4. It generates cash. If your business is not generating cash, rethink the business model. You need cash to grow.

Many great businessmen have been self-educated and developed good growth over time.

How was Sam Walton able to continue to provide the lowest prices? Sam got vendors to lower margins to increase their inventory turn to lower his prices to encourage consumers to buy more.  Learn your money-making formula in the simplest terms.

Steve Jobs used technology that already existed. He integrated various technologies with a clear mind to determine what the customer wants to experience.

3.  How can you double your personal capacity?

How can you accomplish more with less effort?  You should strive to identify three ways to double your personal capability every four to five years. Here are a few tips:

No athlete ever became a champion without practicing to win.

It is always people before strategy.

The purpose of time management is to select a few things and focus on them disproportionately.  Nail down the three or four things and simplify.

4.  Learn from the experiments of others.

Seek out those who can help you. Be prepared for rejection and be persistent.

Search for big ideas. They are usually less than fifteen words.  They are simple but have large impact.  Dell needed to change their model because they had no cash, to write off computers that are not sellable, so they began to make to order.  Read history to learn what ideas worked and did not.  How big of an impact did they have?

Recruit better people than you are. Take insecurity out of the picture. Be honest, is this person better than I am?

Put the right people in the right jobs in the context of the future, not just the present. 

5.  Building blocks of sustainable growth depend on the right culture.

Do I practice "what will the customer want and prefer"?  Culture comes from practice.

Spend fifteen minutes during your weekly staff meeting asking what does the customer really need?

What is it the customer wants that we do not have?

Which competitor did you visit yesterday?  What does he do better than you?  By observing the customer, you are looking for new demand.

There is an old Indian saying, “no customer, no lunch.”

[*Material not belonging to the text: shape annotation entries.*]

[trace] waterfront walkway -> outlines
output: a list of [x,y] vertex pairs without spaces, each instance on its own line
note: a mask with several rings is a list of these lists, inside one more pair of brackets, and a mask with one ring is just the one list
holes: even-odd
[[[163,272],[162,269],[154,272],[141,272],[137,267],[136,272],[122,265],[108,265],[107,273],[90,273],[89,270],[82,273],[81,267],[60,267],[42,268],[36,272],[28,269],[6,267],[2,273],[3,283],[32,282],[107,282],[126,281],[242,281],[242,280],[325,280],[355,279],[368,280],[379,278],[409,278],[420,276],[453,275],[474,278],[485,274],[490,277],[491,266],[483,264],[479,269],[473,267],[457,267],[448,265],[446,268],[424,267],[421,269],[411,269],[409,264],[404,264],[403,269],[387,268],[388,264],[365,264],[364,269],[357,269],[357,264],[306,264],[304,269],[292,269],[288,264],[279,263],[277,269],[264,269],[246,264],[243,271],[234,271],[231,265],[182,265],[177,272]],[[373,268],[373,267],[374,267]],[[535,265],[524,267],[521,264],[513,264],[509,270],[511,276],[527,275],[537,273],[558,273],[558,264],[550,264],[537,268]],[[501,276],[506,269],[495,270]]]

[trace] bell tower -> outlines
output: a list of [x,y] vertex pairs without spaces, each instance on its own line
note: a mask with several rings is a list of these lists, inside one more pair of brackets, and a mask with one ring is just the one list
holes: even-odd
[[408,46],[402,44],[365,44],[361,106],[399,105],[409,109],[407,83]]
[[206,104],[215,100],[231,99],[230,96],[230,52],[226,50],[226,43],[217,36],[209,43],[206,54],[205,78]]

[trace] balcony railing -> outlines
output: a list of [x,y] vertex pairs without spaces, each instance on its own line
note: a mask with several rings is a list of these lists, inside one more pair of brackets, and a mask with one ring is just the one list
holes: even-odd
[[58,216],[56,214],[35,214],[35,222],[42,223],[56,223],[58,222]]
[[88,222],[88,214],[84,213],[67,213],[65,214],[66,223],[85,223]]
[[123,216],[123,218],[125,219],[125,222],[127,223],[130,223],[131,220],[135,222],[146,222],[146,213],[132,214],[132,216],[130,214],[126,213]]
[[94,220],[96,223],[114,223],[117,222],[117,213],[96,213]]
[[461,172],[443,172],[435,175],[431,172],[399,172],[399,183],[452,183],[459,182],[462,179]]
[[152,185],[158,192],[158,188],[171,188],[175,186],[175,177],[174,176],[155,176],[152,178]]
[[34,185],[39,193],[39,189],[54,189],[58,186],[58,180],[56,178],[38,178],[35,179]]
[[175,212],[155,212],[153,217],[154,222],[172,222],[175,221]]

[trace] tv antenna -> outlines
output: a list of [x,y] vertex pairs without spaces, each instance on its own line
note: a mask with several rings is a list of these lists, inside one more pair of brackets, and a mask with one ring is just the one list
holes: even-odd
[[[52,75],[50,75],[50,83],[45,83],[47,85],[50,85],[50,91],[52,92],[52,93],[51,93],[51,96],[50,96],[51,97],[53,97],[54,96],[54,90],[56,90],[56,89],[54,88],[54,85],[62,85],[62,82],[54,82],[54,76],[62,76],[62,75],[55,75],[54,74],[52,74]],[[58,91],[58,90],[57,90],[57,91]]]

6.  Speed is a competitive advantage

Work to achieve customer continuity by focusing on retention.  Exercise speed and adaptability to insure you are meeting the needs of your customer.  Make an annual investment in productivity, people, technology and infrastructure.  Invest every year in future growth - balance long-term and short-term investments.  Do not sacrifice investment in growth to realize the power of compound interest

7.  Develop an ecosystem.  

Find the right partners and execute. Build relationships, partnerships with outside companies.  This is what Microsoft and Intel did to achieve 92 percent and 80 percent margins. Build businesses together to gain a competitive advantage. 

8.  Focus on building a board and plan for succession.

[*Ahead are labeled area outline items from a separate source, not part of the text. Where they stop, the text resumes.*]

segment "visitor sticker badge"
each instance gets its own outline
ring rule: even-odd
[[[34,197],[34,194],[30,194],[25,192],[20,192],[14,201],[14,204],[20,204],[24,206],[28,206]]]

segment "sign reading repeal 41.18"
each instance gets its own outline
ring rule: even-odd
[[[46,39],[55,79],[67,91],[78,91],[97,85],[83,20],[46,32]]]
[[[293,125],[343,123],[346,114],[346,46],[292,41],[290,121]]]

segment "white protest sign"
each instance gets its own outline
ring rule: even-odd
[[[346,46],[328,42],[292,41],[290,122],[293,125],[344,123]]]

A large number of companies fail because they do not effectively plan for succession internally and externally.  Business genealogy does not always pass to the next generation.  Siblings should not be entitled to assume leadership positions if they are not qualified.

Use advisory boards by surrounding yourself with 4 or 5 strong people that have successfully done what you are trying to do.

9.  Practice the above repeatedly.

The ability to execute is a competitive advantage and speed is the differentiator.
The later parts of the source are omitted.